Tutti noi pensiamo che sia indispensabile che nelle nostre comunità ci siano coloro che celebrano il sacrificio vivente di Cristo, rimettano i peccati nel nome del Signore, annuncino e testimonino il Vangelo, ci inviino come missionari, ci educhino alla fede, benedicano le nostre vite. Ma quanti di noi si accorgono che nei nostri territori non solo diminuiscono i matrimoni cristiani, i battesimi ma anche i sacerdoti e le persone consacrate? Come immaginiamo fra pochi anni le nostre comunità, che ora vogliamo belle, gioiose, attraenti, dinamiche, vive nella carità di Cristo, capaci di generare una nuova cultura che contrastati efficacemente le culture immanentiste e tecnocratiche? Credo che potrebbe tornarci utile l’immagine che ci viene dal mondo scout, quella del falò. Il falò crea gioia e riscalda nella notte soprattutto se ci sono giovani e persone che provvedono ad alimentarlo. Così è per le nostre comunità ecclesiali. Esse possono essere accoglienti, vicine, giovani, gioiose se vi saranno persone che, innamorate di Gesù Cristo, sapranno donarsi a Lui e ai fratelli, lasciando tutto, dedicandosi interamente al Signore, ad amarlo, ad annunciarlo e a testimoniarlo in maniera credibile. Vi auguro un buon cammino.

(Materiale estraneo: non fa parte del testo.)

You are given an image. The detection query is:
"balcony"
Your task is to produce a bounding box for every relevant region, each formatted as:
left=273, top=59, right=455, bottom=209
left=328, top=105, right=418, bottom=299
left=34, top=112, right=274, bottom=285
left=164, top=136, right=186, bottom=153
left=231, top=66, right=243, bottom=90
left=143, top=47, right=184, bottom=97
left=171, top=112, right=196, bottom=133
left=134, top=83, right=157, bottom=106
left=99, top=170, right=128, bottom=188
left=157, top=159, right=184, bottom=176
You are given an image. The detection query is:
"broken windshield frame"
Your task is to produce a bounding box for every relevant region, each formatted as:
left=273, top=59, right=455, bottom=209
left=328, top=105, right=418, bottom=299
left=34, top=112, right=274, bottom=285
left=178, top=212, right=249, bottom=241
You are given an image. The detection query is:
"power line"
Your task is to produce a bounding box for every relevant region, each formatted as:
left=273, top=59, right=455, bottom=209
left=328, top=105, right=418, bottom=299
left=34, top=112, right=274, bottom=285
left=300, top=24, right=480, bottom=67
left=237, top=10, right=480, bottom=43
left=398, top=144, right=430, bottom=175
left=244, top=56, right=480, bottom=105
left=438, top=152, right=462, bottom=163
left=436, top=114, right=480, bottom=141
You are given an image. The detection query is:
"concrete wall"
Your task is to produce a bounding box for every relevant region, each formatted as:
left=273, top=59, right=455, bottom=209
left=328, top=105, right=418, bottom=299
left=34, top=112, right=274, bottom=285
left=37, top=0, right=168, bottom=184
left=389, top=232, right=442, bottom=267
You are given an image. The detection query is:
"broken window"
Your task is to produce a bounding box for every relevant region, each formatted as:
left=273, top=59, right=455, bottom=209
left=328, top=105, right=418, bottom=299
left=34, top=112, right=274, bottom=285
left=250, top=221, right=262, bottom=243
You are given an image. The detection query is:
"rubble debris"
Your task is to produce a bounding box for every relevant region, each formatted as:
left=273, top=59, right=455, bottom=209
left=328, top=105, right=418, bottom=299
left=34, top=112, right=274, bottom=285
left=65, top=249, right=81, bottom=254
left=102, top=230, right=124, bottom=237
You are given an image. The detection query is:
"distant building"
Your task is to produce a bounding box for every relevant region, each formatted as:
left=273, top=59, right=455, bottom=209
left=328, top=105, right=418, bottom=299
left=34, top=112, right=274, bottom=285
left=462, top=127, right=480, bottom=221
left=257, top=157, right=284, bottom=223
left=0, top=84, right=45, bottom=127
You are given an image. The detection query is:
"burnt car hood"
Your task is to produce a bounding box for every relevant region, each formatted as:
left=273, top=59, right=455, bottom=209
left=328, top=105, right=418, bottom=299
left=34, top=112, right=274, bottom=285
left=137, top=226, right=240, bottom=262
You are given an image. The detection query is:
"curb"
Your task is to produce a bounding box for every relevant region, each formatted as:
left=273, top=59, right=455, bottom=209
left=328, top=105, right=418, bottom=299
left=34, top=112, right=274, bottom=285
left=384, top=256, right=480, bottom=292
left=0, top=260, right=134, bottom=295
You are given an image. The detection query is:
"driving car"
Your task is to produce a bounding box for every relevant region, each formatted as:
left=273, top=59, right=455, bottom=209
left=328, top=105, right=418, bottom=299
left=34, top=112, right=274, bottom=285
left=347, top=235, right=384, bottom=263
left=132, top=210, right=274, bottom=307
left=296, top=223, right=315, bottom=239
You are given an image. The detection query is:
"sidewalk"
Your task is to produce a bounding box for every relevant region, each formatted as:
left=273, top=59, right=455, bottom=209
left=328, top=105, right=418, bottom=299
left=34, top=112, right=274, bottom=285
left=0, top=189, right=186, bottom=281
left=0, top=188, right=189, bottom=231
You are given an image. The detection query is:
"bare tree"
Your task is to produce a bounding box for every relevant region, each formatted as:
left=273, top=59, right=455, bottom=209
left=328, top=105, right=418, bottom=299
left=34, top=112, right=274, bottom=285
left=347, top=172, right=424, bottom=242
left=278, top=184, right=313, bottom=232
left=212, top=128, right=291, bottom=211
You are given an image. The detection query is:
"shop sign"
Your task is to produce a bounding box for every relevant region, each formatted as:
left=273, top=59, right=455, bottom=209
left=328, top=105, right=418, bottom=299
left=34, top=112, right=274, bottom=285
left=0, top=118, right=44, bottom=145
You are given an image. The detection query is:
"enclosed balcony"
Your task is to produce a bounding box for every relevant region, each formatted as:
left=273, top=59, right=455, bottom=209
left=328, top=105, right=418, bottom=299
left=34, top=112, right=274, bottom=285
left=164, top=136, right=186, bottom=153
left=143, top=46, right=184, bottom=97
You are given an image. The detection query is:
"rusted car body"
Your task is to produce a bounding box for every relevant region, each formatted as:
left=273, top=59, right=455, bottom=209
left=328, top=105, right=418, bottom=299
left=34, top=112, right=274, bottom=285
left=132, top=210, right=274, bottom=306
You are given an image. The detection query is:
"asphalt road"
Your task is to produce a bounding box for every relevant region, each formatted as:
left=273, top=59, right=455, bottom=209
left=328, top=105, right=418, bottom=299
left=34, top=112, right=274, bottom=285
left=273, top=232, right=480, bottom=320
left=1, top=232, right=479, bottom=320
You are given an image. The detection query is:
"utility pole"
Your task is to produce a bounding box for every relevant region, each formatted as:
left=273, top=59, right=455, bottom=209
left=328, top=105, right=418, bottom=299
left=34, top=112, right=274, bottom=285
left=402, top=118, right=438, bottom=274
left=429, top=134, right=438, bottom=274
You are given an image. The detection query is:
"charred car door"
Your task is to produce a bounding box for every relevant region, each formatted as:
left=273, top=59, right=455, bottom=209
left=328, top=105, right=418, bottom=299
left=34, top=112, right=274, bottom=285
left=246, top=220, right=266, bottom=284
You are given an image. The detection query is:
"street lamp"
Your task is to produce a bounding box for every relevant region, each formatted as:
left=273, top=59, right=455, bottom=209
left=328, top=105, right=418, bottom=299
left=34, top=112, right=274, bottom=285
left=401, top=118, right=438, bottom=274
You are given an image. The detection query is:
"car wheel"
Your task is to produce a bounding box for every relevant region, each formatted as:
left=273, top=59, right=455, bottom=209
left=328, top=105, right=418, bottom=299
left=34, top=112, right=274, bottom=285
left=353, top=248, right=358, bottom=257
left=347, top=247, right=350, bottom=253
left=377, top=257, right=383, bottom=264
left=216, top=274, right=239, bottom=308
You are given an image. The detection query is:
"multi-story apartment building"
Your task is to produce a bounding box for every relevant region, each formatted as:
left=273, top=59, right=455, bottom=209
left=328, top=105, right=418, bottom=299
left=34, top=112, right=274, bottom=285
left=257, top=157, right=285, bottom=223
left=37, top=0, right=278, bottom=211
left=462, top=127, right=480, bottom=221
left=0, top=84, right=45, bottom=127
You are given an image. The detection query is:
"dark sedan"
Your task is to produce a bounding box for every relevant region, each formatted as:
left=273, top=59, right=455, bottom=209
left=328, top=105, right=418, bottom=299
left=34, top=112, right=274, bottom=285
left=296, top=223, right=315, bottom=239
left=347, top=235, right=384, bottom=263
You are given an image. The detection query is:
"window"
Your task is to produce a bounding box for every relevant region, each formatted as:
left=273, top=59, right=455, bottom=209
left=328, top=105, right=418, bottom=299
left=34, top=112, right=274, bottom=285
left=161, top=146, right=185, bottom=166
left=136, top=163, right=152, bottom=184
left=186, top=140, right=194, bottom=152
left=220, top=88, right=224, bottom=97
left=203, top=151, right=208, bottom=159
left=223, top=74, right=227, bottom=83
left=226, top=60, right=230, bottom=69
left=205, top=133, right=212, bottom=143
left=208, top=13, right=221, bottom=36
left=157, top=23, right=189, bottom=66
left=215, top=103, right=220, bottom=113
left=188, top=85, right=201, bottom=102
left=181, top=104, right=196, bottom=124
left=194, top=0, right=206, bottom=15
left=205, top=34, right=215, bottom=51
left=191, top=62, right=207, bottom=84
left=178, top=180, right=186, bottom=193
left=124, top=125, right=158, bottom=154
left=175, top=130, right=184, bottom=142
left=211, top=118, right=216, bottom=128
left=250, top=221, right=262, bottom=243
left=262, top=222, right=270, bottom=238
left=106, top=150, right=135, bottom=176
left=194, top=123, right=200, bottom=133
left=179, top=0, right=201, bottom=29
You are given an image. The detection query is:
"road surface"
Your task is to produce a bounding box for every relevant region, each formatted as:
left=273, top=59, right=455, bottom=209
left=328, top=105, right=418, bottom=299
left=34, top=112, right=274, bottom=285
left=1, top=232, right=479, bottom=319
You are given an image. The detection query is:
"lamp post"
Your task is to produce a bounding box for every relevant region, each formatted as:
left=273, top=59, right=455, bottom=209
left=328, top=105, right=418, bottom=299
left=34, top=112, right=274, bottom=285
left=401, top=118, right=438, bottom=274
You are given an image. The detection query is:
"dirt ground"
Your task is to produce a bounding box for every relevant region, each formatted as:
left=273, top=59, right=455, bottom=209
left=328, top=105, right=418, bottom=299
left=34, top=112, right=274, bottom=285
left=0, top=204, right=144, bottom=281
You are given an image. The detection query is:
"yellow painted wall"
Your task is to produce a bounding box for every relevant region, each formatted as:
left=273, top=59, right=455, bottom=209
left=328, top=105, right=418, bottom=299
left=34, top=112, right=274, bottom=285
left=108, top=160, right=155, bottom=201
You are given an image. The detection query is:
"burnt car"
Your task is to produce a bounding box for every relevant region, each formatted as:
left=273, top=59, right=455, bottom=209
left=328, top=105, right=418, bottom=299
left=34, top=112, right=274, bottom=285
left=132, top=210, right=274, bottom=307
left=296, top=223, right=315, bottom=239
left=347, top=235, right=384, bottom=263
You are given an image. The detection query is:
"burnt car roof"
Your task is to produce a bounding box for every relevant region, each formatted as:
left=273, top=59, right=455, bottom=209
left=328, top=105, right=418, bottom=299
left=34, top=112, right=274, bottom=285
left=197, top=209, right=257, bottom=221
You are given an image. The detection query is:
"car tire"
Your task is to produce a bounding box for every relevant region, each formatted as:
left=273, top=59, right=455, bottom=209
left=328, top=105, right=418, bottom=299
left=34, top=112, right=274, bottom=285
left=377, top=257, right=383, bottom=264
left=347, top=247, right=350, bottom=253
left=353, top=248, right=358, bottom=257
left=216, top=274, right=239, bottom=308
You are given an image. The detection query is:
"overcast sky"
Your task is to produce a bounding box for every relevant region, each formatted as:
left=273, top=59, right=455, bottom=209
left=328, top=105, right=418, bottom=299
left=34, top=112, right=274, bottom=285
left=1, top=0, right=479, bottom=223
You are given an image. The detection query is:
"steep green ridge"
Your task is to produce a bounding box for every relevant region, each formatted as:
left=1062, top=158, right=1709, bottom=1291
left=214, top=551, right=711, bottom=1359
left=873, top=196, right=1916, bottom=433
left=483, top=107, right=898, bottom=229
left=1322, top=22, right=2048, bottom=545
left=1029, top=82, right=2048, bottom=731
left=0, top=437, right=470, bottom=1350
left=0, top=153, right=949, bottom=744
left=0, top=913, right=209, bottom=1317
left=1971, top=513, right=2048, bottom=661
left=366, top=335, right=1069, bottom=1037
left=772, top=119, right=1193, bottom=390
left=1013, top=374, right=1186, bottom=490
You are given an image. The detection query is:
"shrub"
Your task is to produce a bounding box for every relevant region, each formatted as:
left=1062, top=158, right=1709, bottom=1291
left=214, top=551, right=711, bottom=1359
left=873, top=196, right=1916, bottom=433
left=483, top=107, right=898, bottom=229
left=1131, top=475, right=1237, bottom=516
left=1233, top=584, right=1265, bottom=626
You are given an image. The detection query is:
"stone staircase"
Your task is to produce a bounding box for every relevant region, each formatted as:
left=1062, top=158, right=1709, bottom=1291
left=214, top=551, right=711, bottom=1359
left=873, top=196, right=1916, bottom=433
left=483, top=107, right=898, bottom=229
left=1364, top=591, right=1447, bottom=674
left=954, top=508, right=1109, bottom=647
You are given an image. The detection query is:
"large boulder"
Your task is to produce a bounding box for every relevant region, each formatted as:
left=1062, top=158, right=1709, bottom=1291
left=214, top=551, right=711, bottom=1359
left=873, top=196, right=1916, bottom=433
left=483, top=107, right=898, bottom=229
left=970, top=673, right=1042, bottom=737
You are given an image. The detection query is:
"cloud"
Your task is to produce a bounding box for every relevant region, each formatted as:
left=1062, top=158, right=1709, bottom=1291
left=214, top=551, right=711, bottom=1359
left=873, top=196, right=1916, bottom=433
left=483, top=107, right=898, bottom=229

La maturità della comunità emerge dalla capacità di suscitare vocazioni, in particolare vocazioni di speciale consacrazione, che vanno accompagnate con costanza dal punto di vista spirituale. Sappiate, dunque, tenere acceso il fuoco d’amore per Cristo, l’unico centro di ogni attività, il centro che ci pone tutti alla stessa distanza e tutti fraternamente uniti, pur nelle differenze, nell’unica fonte di pace e gioia che è il Risorto. Lodo, quindi, e incoraggio coloro che si presenteranno davanti al Vescovo per essere istituiti Lettori e Accoliti il cui impegno è espressione di una risposta generosa nei confronti della chiamata che il Signore ha loro rivolto per il servizio alla comunità ecclesiale.
Candidati al Lettorato:
Gigliola Melandri della Parrocchia di S. Martino in Reda,
Lucia Patuelli della Parrocchia di S. Michele Arcangelo e di S. Pietro Apostolo in Bagnacavallo.
Candidati all’Accolitato
Giorgio Ceroni della Parrocchia di S. Pietro in Fognano,
Elide Cicognani della Parrocchia di S. Barnaba,
Guido Zarlenga della Parrocchia di S. Procolo alla Pieve Ponte.